The loader, not the shell, looks for the binary object format and the shebang is also a binary "magic number" that is accepted by one of the handlers (binfmt_script on Linux).
Nope, the shell doesn't even know about what a shebang is, it's just a comment for that matter.

i am still a bit confused . since fork+exec is done in both cases, how different is the fork+exec in the first case (when doing a ./somescript) from the fork+exec when we do a 'sh somescript'? how can the shell in the latter case execute the script even if it has no 'x' permission?

Yes the post by jlliagre is right.
When you "sh some_script", the shell only reads the script, so it doesn't matter if execute permission is there or not.

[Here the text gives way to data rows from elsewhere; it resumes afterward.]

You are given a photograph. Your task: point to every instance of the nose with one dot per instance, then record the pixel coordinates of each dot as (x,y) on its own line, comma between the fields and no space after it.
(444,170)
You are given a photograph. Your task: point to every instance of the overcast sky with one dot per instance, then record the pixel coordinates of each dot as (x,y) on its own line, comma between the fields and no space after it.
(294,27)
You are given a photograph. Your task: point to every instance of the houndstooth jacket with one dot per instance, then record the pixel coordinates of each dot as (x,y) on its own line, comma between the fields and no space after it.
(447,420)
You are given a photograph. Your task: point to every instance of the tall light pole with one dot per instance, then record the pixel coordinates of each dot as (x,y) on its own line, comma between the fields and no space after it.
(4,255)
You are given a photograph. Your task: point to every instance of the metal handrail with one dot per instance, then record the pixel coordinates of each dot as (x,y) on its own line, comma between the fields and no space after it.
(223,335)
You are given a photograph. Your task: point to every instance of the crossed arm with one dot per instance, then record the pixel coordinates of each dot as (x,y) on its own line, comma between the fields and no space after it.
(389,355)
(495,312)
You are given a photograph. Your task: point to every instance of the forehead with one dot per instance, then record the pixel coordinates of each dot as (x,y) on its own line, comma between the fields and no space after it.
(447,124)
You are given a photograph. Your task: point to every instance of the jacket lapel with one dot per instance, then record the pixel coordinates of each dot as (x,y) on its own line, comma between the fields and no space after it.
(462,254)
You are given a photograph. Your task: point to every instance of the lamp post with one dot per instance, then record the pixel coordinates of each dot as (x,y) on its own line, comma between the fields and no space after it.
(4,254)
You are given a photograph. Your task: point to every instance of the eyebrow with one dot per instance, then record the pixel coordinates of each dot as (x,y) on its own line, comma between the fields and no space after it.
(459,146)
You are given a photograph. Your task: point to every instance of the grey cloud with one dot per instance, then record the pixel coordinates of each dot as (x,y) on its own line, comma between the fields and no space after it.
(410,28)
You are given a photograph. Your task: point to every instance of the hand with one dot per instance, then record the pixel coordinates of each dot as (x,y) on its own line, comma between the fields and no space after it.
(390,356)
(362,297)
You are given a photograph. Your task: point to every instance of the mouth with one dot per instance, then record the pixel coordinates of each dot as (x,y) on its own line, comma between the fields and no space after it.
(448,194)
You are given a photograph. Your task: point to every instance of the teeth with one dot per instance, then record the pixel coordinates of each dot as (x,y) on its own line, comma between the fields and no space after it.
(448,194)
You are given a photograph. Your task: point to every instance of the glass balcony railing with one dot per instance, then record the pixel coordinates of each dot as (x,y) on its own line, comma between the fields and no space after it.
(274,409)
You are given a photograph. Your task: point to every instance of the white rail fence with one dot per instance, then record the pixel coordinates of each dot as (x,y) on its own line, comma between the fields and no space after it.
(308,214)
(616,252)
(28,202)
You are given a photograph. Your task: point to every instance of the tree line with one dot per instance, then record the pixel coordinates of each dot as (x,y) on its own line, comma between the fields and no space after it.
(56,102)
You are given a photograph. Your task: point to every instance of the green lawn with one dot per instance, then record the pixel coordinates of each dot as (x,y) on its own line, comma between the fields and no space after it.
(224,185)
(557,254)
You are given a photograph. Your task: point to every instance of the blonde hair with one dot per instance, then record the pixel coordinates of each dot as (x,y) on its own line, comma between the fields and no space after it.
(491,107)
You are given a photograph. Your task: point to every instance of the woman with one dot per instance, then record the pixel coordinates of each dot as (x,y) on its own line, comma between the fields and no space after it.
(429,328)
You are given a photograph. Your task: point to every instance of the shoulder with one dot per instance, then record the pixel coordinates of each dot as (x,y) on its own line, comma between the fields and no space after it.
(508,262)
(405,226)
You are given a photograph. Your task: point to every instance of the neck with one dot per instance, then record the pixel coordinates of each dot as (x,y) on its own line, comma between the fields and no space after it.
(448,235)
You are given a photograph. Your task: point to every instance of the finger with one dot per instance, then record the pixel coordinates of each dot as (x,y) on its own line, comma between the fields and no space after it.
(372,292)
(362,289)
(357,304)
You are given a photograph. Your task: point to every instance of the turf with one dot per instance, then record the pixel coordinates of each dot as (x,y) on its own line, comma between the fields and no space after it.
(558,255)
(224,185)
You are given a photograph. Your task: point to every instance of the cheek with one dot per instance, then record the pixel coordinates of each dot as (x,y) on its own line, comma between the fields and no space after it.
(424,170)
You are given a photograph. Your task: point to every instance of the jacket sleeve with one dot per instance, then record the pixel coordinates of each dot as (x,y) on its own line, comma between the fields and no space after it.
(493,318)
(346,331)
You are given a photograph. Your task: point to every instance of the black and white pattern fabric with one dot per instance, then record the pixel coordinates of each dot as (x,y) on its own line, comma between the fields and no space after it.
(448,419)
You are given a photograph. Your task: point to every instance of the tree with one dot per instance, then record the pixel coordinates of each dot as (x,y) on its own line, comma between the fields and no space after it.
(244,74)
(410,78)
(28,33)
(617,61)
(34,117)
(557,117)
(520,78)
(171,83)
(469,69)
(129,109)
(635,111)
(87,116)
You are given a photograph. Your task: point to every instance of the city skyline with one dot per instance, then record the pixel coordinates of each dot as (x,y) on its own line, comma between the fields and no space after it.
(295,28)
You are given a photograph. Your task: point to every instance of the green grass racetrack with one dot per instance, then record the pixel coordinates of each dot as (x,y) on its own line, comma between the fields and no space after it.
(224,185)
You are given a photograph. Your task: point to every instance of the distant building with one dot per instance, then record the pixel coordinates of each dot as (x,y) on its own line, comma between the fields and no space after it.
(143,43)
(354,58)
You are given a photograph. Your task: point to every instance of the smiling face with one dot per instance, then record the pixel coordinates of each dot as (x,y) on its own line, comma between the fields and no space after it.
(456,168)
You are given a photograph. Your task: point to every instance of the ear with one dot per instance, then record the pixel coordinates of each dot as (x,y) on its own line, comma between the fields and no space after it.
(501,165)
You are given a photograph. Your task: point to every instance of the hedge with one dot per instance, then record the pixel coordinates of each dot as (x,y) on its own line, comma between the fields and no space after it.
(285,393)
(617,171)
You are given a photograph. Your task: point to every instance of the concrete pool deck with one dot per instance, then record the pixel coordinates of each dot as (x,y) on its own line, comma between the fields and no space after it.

So to be exact, only read permission is "necessary", execute permission is fine but it doesn't matter.
The exec() class of calls handles the shebang all on its own without the help of the shell.

Okay, that is making it more clear. The bash man-page talks about finding executable files in $PATH, but that is only for the purpose of searching. Once found or unambiguously specified, then the execute permission is irrelevent.

--- rod.

I'm sorry, I probably wasn't very clear. I was only referring to what happens when you "sh some_script". In bash, when you type "sh some_script" the PATH is searched to find the "sh" executable only, because an absolute path wasn't specified in my example cmdline. Then the argument "some_script" is passed to that program "/bin/sh" because that's where it was found in the PATH. /bin/sh is executed via fork()/exec() by the current shell that is parsing your command line. /bin/sh in turn opens the file some_program for reading.

When you specify ./some_script doesn't involve PATH either in that case because you are specifying an absolute path (well relative actually).
bash tries to fork() and exec() it directly but only if its executable, and then the kernel examines the shebang if that is what it is.

Actually, the execute permission is still required for the execve system call to succeed, my point is it isn't sufficient, a valid magic number being another requirement.
Execute permission is ignored when the script is passed as a shell argument, or read from the shell stdin.

Edit: bash doesn't care about the execute flag, and try the execve anyway, just in case ...

Thanks jlliagre, I meant to say that.
I really wasn't completely sure if bash checked or not before passing it to exec(), in theory at least it could avoid the "for sure" error that would result from calling exec() on an argument that does not have execute permission... but again whatever it really does it will fail like you said without it.